Phase-sensitive imaging of ferromagnetic resonance using ultrafast heat pulses

TL;DR

This paper introduces a phase-sensitive imaging method using ultrafast heat pulses and TRANE microscopy to map local magnetization dynamics and RF current phases in patterned magnetic structures, enhancing spatial resolution.

Contribution

The study presents a novel phase-sensitive imaging technique combining picosecond laser heating and TRANE microscopy for detailed FMR and RF current phase mapping.

Findings

Spatial variation of RF current and FMR precession observed in nonuniform samples.

Both amplitude and phase of FMR precession closely relate to RF current phase.

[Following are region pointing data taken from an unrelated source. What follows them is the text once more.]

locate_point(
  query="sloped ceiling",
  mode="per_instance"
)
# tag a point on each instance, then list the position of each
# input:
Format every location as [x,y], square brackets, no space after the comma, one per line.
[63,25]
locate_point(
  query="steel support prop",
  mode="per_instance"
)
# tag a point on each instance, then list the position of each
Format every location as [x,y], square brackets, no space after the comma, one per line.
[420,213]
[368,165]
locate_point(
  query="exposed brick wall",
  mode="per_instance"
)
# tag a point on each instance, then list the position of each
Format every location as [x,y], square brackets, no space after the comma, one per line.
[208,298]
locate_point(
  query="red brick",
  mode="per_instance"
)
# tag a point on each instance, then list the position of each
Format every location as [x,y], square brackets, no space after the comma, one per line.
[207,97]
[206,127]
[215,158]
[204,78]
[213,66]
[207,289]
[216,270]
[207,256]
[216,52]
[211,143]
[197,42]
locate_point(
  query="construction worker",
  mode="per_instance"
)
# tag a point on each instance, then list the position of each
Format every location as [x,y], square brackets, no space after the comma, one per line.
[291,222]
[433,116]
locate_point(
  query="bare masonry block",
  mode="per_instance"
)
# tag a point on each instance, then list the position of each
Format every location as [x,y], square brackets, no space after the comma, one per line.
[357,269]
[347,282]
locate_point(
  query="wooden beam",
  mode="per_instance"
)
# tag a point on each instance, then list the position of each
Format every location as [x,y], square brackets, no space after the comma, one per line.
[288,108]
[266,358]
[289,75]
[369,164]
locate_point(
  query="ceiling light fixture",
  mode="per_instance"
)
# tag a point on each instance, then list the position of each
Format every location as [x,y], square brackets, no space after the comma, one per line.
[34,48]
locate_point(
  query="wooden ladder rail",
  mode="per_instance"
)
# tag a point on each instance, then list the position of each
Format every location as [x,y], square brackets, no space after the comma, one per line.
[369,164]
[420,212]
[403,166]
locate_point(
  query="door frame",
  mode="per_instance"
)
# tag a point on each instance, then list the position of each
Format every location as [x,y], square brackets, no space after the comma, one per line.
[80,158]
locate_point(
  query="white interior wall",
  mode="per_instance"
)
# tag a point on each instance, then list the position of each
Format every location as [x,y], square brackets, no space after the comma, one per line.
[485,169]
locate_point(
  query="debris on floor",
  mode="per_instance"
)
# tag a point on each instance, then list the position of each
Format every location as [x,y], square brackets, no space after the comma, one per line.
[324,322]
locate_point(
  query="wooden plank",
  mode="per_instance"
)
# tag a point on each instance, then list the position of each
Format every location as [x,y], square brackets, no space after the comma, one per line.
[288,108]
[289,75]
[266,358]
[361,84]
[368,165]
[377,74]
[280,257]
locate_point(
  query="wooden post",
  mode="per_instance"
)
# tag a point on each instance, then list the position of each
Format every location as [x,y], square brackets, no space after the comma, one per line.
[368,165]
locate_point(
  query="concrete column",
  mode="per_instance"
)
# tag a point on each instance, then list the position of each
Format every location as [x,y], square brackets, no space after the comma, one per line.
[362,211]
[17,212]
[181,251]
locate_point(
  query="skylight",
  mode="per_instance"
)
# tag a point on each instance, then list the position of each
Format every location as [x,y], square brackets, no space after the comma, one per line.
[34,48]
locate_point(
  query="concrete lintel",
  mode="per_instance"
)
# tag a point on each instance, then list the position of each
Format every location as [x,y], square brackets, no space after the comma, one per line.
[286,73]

Method enables detailed local magnetization dynamics imaging.

Abstract

Measuring local magnetization dynamics and its spatial variation is essential for advancements in spintronics and relevant applications. Here we demonstrate a phase-sensitive imaging technique for studying patterned magnetic structures based on picosecond laser heating. With the time-resolved anomalous Nernst effect (TRANE) and extensions, we simultaneously image the dynamic magnetization and RF driving current density. The stroboscopic detection implemented in TRANE microscopy provides access to both amplitude and phase information of ferromagnetic resonance (FMR) and RF current. Using this approach, we measure the spatial variation of the Oersted driving field angle across a uniform channel. In a spatially nonuniform sample with a cross shape, a strong spatial variation for the RF current as well as FMR precession is observed. We find that both the amplitude and the phase of local FMR precession are closely related to those of the RF current.